Furthermore, Cappy cannot perform certain actions such as ground pounding while in the returning state. This means that shake-to-win setups cannot be used for CRCs where Cappy is required to ground pound after teleporting.
Sometimes, Cappy will stay in his current location instead of teleporting. The exact cause of this is not known, but it seems to only occur when there is collision between Mario and the targeted position of Cappy.
It was previously believed that this occurred whenever there was collision between Mario and the targeted position with a surface normal facing away from Mario, meaning that Cappy would not have a clear line of sight back to Mario after the CRC. This became known as the reverse collision theory. However, this theory has been refuted since sometimes a CRC will be successful despite the presence of so-called reverse collision.

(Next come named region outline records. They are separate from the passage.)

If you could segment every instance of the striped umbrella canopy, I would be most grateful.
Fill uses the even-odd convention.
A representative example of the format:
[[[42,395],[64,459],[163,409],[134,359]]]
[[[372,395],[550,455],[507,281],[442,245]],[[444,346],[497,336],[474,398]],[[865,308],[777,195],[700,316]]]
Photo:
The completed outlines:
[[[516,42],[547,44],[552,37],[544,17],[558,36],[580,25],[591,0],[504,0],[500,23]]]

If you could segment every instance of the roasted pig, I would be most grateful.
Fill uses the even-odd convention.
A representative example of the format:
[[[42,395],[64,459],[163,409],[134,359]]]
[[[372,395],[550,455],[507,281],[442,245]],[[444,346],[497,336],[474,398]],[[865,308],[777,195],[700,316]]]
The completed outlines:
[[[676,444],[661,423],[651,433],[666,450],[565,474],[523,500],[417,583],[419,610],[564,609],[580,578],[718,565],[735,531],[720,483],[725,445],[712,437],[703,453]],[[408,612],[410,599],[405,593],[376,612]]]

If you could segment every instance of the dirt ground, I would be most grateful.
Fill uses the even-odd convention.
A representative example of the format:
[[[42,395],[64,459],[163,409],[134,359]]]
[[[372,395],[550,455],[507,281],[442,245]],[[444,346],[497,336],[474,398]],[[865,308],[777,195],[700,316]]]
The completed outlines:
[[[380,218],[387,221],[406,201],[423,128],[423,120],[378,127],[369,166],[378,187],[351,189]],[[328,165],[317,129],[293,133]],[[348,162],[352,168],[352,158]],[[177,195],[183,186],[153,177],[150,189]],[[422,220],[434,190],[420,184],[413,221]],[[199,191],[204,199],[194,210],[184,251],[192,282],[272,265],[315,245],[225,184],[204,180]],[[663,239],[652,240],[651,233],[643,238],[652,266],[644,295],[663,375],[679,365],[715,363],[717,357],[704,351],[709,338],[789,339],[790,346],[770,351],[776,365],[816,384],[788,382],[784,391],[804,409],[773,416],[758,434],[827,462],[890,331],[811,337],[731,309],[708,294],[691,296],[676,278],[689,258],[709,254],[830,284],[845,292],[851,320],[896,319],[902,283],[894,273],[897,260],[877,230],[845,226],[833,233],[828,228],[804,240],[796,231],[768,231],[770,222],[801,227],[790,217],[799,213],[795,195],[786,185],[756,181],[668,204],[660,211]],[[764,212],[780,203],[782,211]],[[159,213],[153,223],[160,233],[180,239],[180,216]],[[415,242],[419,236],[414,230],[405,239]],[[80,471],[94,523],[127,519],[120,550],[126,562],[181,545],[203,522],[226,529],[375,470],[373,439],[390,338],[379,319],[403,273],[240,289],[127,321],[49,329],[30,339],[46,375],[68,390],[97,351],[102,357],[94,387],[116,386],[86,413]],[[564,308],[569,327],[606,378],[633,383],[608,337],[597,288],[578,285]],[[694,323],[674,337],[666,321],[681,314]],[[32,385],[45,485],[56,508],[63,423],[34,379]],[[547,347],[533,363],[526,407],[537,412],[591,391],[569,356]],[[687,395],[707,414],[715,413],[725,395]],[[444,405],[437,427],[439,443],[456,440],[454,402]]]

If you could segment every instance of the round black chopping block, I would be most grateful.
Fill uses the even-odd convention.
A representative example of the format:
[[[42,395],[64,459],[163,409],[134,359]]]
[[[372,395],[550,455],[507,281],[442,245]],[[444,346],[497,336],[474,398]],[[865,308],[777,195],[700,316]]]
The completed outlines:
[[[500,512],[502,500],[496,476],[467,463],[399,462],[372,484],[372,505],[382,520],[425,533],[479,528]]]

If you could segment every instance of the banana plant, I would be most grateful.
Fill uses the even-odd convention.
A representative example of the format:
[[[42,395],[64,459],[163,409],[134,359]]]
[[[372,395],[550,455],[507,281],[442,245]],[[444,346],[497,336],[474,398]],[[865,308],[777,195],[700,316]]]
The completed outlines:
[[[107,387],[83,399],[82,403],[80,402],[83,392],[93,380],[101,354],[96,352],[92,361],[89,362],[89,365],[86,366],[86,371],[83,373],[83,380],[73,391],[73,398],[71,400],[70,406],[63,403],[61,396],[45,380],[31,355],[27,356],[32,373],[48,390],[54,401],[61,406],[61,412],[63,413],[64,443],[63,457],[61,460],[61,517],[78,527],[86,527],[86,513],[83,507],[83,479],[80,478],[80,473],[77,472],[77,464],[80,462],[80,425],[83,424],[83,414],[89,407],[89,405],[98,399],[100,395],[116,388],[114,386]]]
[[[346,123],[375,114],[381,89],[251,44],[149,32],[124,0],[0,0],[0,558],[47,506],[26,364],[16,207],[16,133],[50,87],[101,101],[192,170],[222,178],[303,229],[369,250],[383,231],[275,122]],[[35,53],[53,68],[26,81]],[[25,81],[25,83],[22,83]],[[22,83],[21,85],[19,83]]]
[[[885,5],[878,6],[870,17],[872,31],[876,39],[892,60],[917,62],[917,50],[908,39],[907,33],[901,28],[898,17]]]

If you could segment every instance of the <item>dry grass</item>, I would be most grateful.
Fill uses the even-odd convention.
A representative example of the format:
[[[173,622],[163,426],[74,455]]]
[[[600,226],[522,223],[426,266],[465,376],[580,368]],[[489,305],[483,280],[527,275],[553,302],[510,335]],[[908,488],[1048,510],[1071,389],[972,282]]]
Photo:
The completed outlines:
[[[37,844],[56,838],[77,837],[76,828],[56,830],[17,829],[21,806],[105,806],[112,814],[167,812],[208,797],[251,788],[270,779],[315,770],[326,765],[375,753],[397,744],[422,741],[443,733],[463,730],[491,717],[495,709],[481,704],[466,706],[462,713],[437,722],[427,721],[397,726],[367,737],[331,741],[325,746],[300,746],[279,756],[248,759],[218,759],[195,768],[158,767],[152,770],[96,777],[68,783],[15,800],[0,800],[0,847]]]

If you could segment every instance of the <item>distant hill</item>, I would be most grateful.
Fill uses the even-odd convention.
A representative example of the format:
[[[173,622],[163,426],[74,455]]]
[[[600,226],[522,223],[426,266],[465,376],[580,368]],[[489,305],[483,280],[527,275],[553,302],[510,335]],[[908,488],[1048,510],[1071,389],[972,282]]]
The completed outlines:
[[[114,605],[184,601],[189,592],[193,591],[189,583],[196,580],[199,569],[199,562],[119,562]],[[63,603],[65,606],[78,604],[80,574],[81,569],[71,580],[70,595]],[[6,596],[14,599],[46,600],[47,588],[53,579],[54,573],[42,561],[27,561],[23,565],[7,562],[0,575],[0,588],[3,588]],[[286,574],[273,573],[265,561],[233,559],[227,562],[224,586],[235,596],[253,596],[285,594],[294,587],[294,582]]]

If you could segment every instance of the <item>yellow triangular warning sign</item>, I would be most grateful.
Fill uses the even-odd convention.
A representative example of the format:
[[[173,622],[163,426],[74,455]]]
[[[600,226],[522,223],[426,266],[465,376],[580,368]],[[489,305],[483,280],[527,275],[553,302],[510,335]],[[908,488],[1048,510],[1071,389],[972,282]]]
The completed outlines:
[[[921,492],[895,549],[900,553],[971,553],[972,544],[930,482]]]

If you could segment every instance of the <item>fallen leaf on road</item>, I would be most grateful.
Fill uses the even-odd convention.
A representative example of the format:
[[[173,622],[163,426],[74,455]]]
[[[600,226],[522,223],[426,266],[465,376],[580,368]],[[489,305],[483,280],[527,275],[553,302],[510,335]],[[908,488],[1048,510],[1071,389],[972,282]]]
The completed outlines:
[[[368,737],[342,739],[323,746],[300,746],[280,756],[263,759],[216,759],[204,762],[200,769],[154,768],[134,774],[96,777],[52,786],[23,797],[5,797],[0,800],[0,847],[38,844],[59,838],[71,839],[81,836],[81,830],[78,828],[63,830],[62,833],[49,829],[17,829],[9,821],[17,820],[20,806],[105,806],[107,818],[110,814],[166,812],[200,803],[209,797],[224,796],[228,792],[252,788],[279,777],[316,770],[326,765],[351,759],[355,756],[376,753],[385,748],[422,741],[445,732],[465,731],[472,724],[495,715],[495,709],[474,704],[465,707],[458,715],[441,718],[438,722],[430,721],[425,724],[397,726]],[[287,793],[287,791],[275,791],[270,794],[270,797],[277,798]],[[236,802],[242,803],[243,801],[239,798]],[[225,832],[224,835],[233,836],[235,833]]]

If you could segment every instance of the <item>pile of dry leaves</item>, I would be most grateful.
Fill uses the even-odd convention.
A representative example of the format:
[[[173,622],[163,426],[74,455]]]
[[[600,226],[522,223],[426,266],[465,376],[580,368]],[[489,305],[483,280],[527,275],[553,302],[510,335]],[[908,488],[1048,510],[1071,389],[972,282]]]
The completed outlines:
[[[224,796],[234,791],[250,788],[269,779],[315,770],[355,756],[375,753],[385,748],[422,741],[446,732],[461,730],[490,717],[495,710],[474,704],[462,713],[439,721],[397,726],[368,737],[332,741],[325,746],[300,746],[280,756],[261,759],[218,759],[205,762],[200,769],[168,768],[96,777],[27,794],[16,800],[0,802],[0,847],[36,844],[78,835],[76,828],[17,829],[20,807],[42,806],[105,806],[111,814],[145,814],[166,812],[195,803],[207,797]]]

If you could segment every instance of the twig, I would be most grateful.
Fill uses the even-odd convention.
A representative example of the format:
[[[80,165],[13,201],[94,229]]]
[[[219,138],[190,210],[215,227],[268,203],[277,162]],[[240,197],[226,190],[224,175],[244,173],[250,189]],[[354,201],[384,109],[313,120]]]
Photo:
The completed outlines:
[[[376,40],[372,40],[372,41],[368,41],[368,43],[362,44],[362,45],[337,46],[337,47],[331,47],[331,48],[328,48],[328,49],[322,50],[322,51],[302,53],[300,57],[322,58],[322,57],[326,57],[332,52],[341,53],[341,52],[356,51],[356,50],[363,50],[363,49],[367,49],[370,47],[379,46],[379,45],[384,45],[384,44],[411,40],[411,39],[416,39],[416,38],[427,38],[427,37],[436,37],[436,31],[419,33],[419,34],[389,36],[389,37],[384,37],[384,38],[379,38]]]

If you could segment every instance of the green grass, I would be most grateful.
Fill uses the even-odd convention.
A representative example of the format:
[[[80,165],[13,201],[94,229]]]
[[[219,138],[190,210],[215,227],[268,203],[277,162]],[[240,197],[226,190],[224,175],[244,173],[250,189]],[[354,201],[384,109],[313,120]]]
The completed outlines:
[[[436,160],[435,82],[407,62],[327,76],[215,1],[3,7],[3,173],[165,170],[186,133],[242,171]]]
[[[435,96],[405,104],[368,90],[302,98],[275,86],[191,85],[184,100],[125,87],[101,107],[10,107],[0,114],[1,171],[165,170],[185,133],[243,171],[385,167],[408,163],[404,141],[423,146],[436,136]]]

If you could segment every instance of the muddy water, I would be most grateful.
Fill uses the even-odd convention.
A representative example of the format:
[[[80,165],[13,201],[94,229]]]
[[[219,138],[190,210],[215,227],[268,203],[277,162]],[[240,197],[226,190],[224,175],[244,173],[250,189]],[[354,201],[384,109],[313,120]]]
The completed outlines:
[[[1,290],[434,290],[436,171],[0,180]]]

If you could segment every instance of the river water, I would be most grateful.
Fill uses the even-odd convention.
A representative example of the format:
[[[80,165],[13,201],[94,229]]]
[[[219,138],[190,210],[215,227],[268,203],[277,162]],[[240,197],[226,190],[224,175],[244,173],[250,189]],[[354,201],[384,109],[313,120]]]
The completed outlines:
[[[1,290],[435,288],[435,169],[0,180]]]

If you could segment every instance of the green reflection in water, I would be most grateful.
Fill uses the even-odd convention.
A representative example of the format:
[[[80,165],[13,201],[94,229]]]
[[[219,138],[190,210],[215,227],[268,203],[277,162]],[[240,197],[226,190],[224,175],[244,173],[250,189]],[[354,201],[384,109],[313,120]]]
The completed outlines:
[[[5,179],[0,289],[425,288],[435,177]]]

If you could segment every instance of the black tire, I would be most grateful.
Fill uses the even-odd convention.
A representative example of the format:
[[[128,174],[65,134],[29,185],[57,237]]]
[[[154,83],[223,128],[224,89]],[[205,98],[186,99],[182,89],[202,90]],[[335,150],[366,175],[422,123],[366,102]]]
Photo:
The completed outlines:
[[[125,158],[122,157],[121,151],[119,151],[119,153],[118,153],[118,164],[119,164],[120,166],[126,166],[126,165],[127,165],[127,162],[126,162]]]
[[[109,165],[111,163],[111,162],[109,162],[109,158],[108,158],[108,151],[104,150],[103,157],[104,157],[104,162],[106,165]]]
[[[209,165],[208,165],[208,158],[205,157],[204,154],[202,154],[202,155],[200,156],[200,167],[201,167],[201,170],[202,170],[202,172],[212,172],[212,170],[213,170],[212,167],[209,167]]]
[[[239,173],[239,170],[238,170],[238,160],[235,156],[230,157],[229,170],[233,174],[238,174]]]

While a blocked CRC is normally disadvantageous, it can be useful in some cases to reset Cappy from the returning state to the controllable state without changing his position.
Cappy return cancels are used in various Minimum Captures runs (most notably Minimum Captures Any%) to access Morning Metro to skip the Sherm capture, as well as skip five spark pylons in Bowser's Kingdom. It is also used to make Madame Broode Skip much easier.
Minimum Captures Darker Side
In Minimum Captures Darker Side, a Cappy return cancel is used to skip the Darker Side dungeon by capturing a frog at the end of the level. This is used as an alternative to Frog Airswim on versions where Frog Airswim is not possible.